Kebijakan Pajaki Lahan Nganggur Tuai Pujian Banyak Pihak
Kebijakan Pajaki Lahan Nganggur Tuai Pujian Banyak Pihak. Para pengamat industri properti menyambut baik rencana Pemerintah mengenakan pajak progresif untuk lahan yang dibiarkan menganggur.
Sebelumnya, Pemerintah lewat Menteri Agraria dan Tata Ruang (ATR), Sofyan Djalil, mengungkapkan bahwa Pemerintah sedang membahas peraturan mengenai pengenaan pajak atas lahan yang dibiarkan menganggur.
Ekonom BCA David Sumual mendukung rencana pemerintah menerapkan pajak progresif pada tanah nganggur. Namun, harus diperjelas mengenai detail aturannya.
“Saya sih setuju (pengenaan pajak tanah nganggur). Tapi bukan untuk semua permukiman tanah. Tapi tanah yang diperuntukkan untuk infrastruktur saja,” tuturnya kepada Okezone.
Pernyataan ini pun diperkuat oleh Pengamat Pajak, Darussalam AK. Menurutnya, rencana pengenaan pajak ini sebagai pengontrol harga tanah. Pasalnya, harga tanah selama ini tidak masuk akal khususnya untuk infrastruktur.

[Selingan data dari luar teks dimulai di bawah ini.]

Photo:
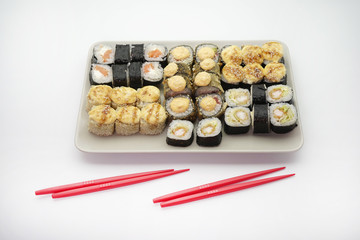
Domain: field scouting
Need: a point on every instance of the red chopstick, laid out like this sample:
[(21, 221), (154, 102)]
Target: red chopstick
[(222, 190), (97, 181), (115, 184), (214, 185)]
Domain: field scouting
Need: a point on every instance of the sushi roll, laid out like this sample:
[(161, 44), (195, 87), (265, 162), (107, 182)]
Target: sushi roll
[(181, 54), (237, 120), (180, 133), (210, 105), (147, 95), (102, 120), (208, 132), (279, 93), (137, 52), (122, 96), (252, 54), (135, 78), (261, 118), (152, 73), (152, 119), (273, 52), (232, 75), (238, 97), (283, 117), (98, 95), (120, 75), (181, 107), (100, 75), (122, 53), (258, 93), (205, 51), (103, 54), (274, 73), (128, 121)]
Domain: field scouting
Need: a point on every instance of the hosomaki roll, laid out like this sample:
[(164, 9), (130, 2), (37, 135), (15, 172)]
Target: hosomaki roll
[(208, 132), (102, 120), (180, 133)]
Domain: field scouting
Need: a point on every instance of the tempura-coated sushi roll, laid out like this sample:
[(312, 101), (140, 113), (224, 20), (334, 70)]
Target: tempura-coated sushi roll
[(283, 117), (135, 78), (208, 132), (238, 97), (206, 50), (102, 120), (147, 95), (237, 120), (128, 120), (252, 54), (180, 133), (100, 75), (273, 52), (275, 73), (261, 118), (120, 75), (98, 95), (279, 93), (232, 75), (152, 119), (122, 53), (181, 54), (152, 73), (103, 54), (181, 107)]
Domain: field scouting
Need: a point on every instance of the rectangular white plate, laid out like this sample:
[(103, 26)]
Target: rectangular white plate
[(244, 143)]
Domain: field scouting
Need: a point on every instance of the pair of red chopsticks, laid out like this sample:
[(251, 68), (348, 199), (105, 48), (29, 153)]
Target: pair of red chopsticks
[(106, 183), (217, 188)]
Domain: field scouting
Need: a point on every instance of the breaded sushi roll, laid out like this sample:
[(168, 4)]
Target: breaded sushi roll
[(100, 75), (208, 132), (147, 95), (98, 95), (152, 119), (122, 96), (128, 121), (180, 133), (102, 120)]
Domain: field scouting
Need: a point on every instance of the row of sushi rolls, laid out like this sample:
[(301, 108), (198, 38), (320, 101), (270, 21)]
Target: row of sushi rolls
[(205, 90)]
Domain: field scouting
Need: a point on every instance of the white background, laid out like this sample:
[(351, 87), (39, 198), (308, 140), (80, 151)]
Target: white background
[(43, 53)]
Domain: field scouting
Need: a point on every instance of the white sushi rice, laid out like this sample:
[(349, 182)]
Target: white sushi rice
[(279, 118), (180, 130)]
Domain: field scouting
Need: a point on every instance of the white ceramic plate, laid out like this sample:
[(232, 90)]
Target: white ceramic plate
[(244, 143)]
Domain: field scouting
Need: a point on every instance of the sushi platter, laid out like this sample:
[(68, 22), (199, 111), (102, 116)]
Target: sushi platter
[(188, 96)]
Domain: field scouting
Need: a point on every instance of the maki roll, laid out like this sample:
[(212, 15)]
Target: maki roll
[(127, 122), (181, 54), (274, 73), (181, 107), (100, 75), (261, 118), (180, 133), (208, 132), (237, 120), (279, 93), (283, 117), (101, 120), (152, 73), (273, 52), (206, 50), (238, 97), (98, 95), (103, 54), (122, 53), (122, 96)]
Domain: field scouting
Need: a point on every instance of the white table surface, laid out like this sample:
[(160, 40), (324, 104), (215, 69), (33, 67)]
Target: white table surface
[(44, 46)]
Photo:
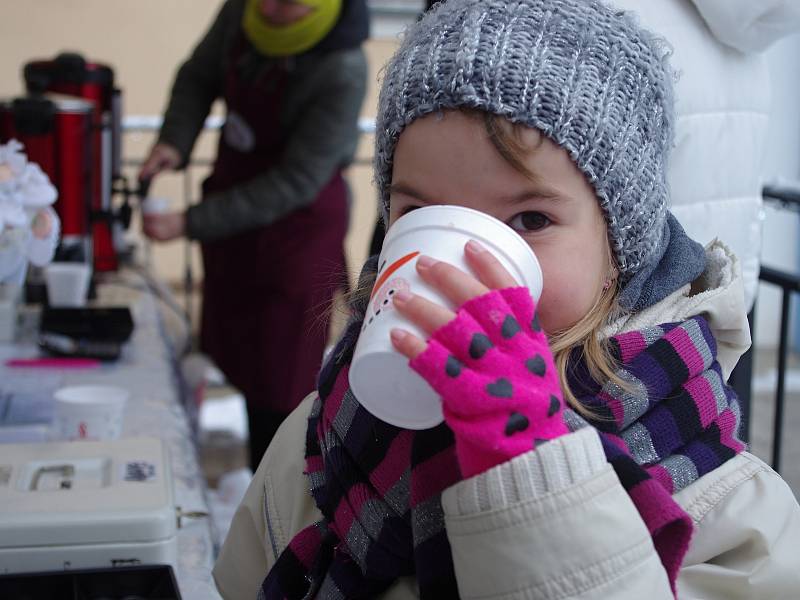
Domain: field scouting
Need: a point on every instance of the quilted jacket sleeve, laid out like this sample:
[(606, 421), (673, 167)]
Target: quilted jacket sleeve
[(750, 26), (557, 523)]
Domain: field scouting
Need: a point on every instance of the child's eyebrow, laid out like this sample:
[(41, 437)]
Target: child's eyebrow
[(536, 193)]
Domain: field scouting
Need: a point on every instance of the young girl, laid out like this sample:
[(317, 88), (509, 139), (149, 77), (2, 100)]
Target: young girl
[(589, 448)]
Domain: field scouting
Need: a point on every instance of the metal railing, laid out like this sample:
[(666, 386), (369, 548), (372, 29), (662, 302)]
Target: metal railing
[(788, 197)]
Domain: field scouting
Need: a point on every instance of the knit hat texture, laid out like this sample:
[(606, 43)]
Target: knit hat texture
[(585, 75)]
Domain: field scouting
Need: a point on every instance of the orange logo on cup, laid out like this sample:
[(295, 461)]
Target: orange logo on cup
[(391, 269)]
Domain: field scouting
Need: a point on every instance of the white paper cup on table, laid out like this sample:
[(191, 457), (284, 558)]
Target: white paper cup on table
[(67, 283), (379, 375), (89, 412), (155, 205)]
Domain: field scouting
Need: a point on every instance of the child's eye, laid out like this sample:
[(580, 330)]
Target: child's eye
[(529, 221)]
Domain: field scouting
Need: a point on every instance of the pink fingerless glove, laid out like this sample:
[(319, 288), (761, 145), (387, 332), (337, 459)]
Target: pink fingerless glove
[(494, 370)]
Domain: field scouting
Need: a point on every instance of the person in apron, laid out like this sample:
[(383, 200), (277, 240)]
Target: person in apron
[(274, 210)]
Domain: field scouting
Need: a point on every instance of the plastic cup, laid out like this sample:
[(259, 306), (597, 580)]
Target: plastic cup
[(67, 283), (379, 375), (89, 412), (155, 205)]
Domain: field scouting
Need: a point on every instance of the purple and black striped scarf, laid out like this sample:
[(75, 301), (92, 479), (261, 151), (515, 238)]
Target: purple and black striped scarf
[(378, 487)]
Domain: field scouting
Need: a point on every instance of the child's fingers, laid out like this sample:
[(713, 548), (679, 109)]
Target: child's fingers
[(427, 315), (407, 343), (452, 282), (486, 266)]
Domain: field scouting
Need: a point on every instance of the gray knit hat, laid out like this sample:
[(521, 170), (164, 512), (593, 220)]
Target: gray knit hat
[(585, 75)]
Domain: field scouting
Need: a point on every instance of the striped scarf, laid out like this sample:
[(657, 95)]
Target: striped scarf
[(379, 487)]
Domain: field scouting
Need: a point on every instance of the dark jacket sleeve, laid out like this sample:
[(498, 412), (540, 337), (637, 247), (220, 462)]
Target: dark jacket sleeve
[(322, 140), (197, 84)]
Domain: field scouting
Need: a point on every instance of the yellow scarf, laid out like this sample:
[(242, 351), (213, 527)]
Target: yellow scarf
[(285, 40)]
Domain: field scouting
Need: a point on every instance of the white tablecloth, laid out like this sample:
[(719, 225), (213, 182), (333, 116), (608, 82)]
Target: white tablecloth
[(147, 369)]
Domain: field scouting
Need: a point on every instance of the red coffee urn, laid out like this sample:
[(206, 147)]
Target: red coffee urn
[(57, 135), (70, 74)]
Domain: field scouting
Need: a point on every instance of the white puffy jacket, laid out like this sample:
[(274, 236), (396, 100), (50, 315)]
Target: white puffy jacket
[(556, 523), (723, 106)]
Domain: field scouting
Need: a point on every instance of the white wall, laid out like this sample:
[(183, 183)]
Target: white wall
[(781, 161)]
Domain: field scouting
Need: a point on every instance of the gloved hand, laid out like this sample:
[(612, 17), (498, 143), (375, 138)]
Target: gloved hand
[(490, 363)]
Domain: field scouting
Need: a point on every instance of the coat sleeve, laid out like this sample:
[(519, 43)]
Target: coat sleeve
[(557, 523), (750, 26), (322, 141), (747, 535), (197, 84), (552, 523)]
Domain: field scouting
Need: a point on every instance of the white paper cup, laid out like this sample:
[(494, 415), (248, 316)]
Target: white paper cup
[(67, 283), (89, 412), (155, 205), (379, 375)]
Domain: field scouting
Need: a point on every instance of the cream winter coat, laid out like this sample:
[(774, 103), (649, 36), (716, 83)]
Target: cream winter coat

“Harus dipajaki secara progresif untuk membatasi spekulan. Di luar negeri dikenal dengan nama land value tax. Jadi saya setuju untuk pajak progresif ini,” tuturnya.
Sebelumnya, Sofyan mengungkapkan bahwa rencana pengenaan pajak progresif ini dibuat untuk mengatasi para spekulan tanah. Di tengah kebutuhan akan lahan untuk memenuhi kebutuhan hunian, harga tanah justru melonjak.

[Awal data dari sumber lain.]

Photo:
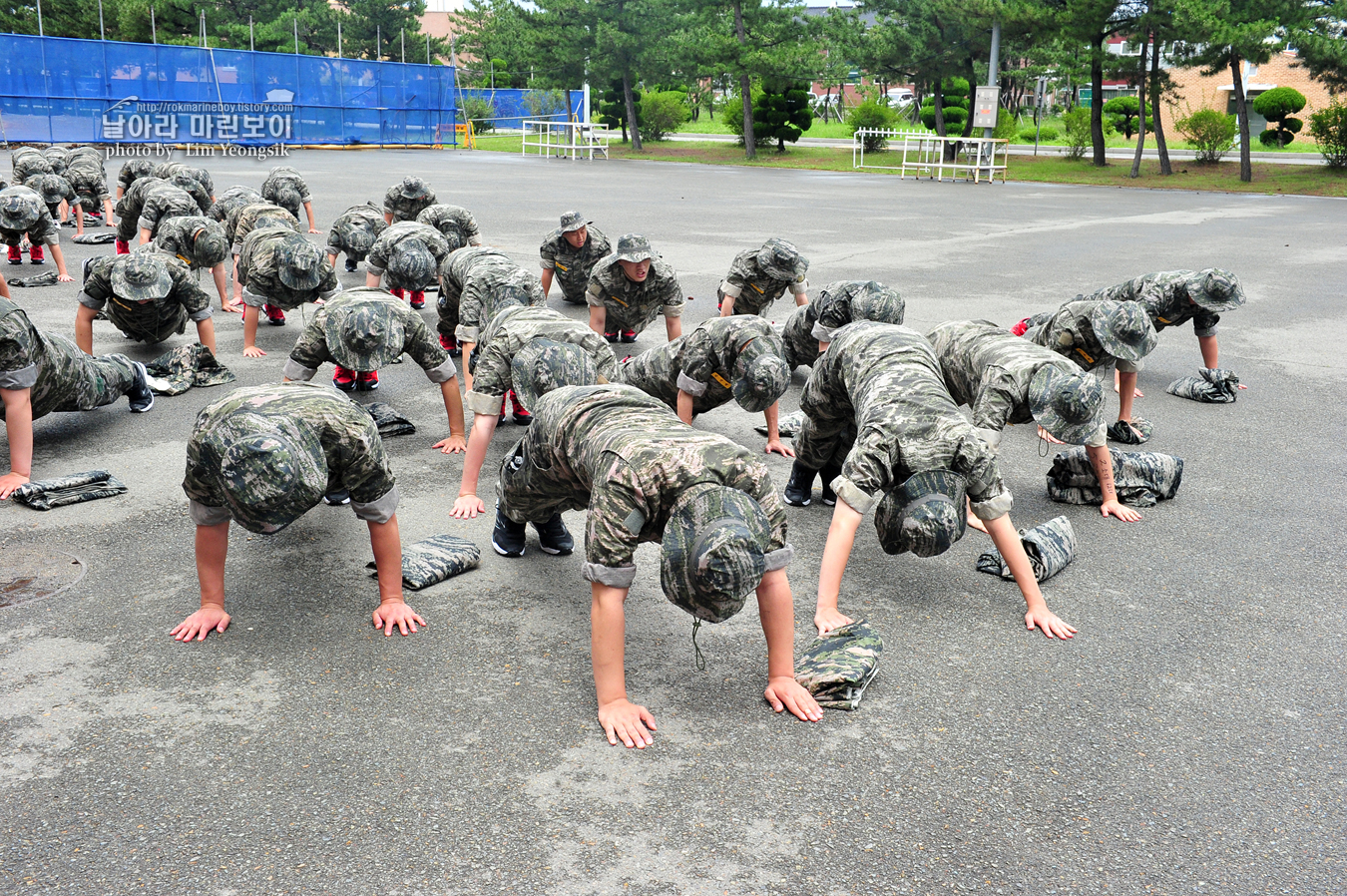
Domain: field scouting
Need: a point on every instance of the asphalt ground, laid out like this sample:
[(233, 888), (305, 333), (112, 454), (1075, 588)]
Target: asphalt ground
[(1189, 738)]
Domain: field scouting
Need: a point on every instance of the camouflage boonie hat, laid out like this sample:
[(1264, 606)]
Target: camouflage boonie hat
[(545, 365), (573, 222), (1067, 403), (762, 380), (877, 302), (271, 480), (414, 189), (141, 277), (365, 335), (781, 258), (714, 551), (1123, 329), (411, 262), (924, 515), (1216, 290), (634, 246), (20, 208), (300, 262)]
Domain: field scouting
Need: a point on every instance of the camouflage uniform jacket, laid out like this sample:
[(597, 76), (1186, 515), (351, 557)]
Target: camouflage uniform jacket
[(1165, 298), (303, 412), (311, 349), (258, 271), (702, 362), (511, 331), (1070, 333), (628, 458), (884, 383), (631, 304), (157, 319), (45, 230), (753, 288), (404, 209), (379, 253), (451, 220), (989, 368), (573, 267)]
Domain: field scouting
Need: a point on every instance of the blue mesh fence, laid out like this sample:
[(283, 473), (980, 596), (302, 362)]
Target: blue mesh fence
[(65, 91)]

“Misalnya, ada proyek Patimban. Orang beli tanah macam-macam. Kan kita tahu harga tanah sekarang berapa, misalnya Rp10.000 per meter. Nanti kalau dijual misalnya harga Rp100.000, yang Rp90.000 itu diprogresifkan pajaknya supaya orang tidak berspekulasi tanah,” katanya.
“Intinya, jangan orang beli tanah alasan land bank dan lain-lain hanya untuk didiamkan saja, mengharapkan harga naik. Tapi kalau misalnya itu bagian dari eksekusi program, kawasan industri harus luas, kawasan perumahan harus luas, kita mengerti,” ia menandaskan.
Suara bernada dukungan juga datang dari perusahaan konsultan properti Jones Lang LaSalle (JLL). Namun, Pemerintah harus mengaturnya secara mendetail agar tidak terjadi distorsi dalam pelaksanannya.
“Apakah pajak ini akan dikenakan pada PPh (Pajak penghasilan) atau pajak tanah dan bangunan,” kata Local Director Strategic Consulting Jones Lang LaSalle (JLL) Herully Suherman, di kantornya, Jakarta, Rabu (1/2/2017).
Dia menambahkan, pemerintah sebaiknya melihat beberapa faktor sebelum menerapkan pajak tersebut. Terlebih dahulu, harus ada definisi tanah tidak produktif berdasarkan lokasi dan waktu.
“Apakah ada penentuan lokasi. Zoning apakah hunian, industri dan lain-lain. Kemudian berapa lama dibiarkan tidak terbangun. Apakah pajak ini berdasarkan land area yang dikuasai atau kavling yang dikuasai,” kata dia.
Pemerintah saat ini sedang mendorong pembangunan rumah lewat Program Sejuta Rumah. Dalam setahun, Pemerintah menargetkan pembangunan satu juta rumah, sebanyak 70 persen difokuskan pada rumah subsidi dan rumah murah.